New Delhi EPG meeting to enter substantive agendaEminent Persons Group has mandate to look into political relations, government-to-government ties, development cooperation, economic exchanges and cultural relations
The second meeting of the Eminent Persons Group on Nepal-India relations to be held in New Delhi in the first week of October is said to take up “substantive” agenda.
The Indian side has proposed to host the second meeting on October 4 and 5 in the Indian capital. The first meeting held in Kathmandu in July set the tone for the mechanism formed to review Nepal-India relations in its entirety. It outlined the work plan, agenda and the future roadmap. In Delhi, members from both the countries will table their respective agendas and prepare a common position on the issues the EPG is mandated to discuss.
As the top agenda, both the sides will start reviewing the past agreements and come up with a common position as to how to make them timely and relevant, said a Nepali member of the EPG. The third meeting of the EPG in Kathmandu would take some concrete steps.
“We hope the upcoming meeting in New Delhi will be a way forward,” said Bhekh Bahadur Thapa, the EPG co-chair and member of the Nepali side. There was enormous zeal on both sides to take bilateral ties to a new height, he added.
While the Nepali side focuses on reviewing the Nepal-India Peace and Friendship Treaty of 1950 and taking immediate measures for trust-building, the Indian members looked keen to explore broader areas for specific programmes. The Indian EPG members want to discuss economic cooperation through connectivity, infrastructure, energy, trade and commerce, and information and communications instead.
The EPG aims to review bilateral ties from independent, non-governmental perspectives and suggest measures to further expand and consolidate the close and multifaceted relations between the two countries.
The Peace and Friendship Treaty states at the outset that “the two governments agree mutually to acknowledge and respect the complete sovereignty, territorial integrity and independence of each other” but some of its articles have been criticised by many, who say the treaty is not only outdated but irrelevant in the changed context.
Though the Nepali side made a pitch for “revision of the treaties”, it did face slight criticism for “failing to come up with the specifics”.

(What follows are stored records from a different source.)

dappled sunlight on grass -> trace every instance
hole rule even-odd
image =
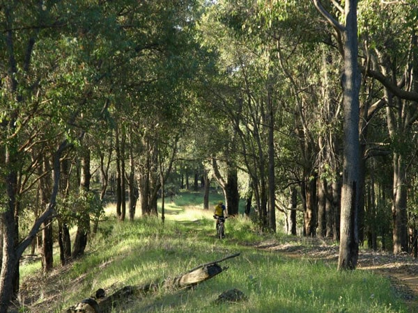
[[[193,195],[197,202],[199,195]],[[238,252],[239,257],[219,263],[227,269],[193,289],[160,289],[132,297],[123,304],[123,312],[408,312],[384,278],[365,271],[340,273],[335,264],[257,249],[256,243],[266,240],[268,235],[245,217],[229,218],[226,237],[219,240],[215,236],[212,210],[203,210],[198,203],[185,205],[190,197],[175,198],[167,204],[164,224],[161,216],[141,217],[138,214],[133,222],[109,218],[101,223],[84,257],[74,262],[54,286],[59,292],[59,301],[45,301],[47,310],[43,312],[61,312],[98,288],[109,295],[127,285],[161,282]],[[185,202],[184,206],[180,200]],[[108,204],[106,211],[114,216],[114,206]],[[214,303],[221,293],[233,288],[249,300]],[[118,310],[114,312],[121,312]]]

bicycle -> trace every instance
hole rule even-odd
[[[218,223],[216,224],[217,236],[219,239],[222,239],[225,237],[225,219],[226,219],[228,216],[221,217],[214,215],[213,218],[218,220]]]

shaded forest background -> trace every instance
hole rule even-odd
[[[418,6],[350,2],[355,243],[416,257]],[[1,1],[0,29],[1,312],[24,252],[45,273],[54,242],[83,255],[109,194],[121,223],[164,221],[164,197],[203,188],[211,209],[212,186],[263,232],[340,239],[343,33],[311,1]]]

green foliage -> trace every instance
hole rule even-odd
[[[70,227],[78,223],[87,227],[89,220],[86,217],[98,219],[104,214],[98,195],[93,191],[71,192],[65,198],[58,199],[57,207],[60,218]]]
[[[187,218],[196,216],[198,211],[199,219]],[[167,211],[164,225],[153,217],[133,223],[106,222],[103,229],[111,235],[105,240],[95,238],[85,257],[61,274],[59,286],[63,290],[54,287],[55,292],[61,293],[61,300],[48,301],[49,310],[58,312],[98,288],[104,288],[109,294],[126,285],[158,282],[239,252],[240,257],[222,264],[229,266],[228,271],[197,287],[160,290],[134,298],[123,305],[124,312],[407,312],[386,278],[366,271],[340,272],[333,263],[309,257],[295,259],[254,248],[268,239],[257,234],[252,223],[242,217],[227,220],[226,238],[220,241],[215,236],[210,214],[206,211],[206,217],[205,214],[201,209],[180,207],[180,211]],[[277,238],[268,241],[286,240]],[[48,288],[48,284],[42,285],[39,292]],[[233,288],[242,291],[249,300],[214,303],[219,294]]]

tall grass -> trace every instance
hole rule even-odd
[[[62,273],[57,284],[61,296],[48,303],[49,312],[60,312],[98,288],[109,294],[123,286],[160,282],[235,252],[240,255],[220,264],[227,270],[193,289],[160,290],[132,298],[114,312],[408,312],[385,278],[363,271],[339,272],[334,264],[254,248],[251,243],[263,236],[247,218],[227,220],[226,239],[218,239],[212,209],[186,205],[192,203],[187,197],[181,198],[184,207],[178,199],[167,203],[164,225],[157,218],[102,225],[104,235],[94,239],[85,257]],[[215,303],[222,292],[233,288],[247,300]]]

The eight-member group has been entrusted with the responsibility of putting together a mutually agreed document within two years to suggest ways to strengthen bilateral ties in view of evolving regional dynamics and the world order. The EPG has the mandate to look into five broad areas of the Nepal-India ties—political relations, government-to-government ties, development cooperation, economic exchanges and social and cultural relations.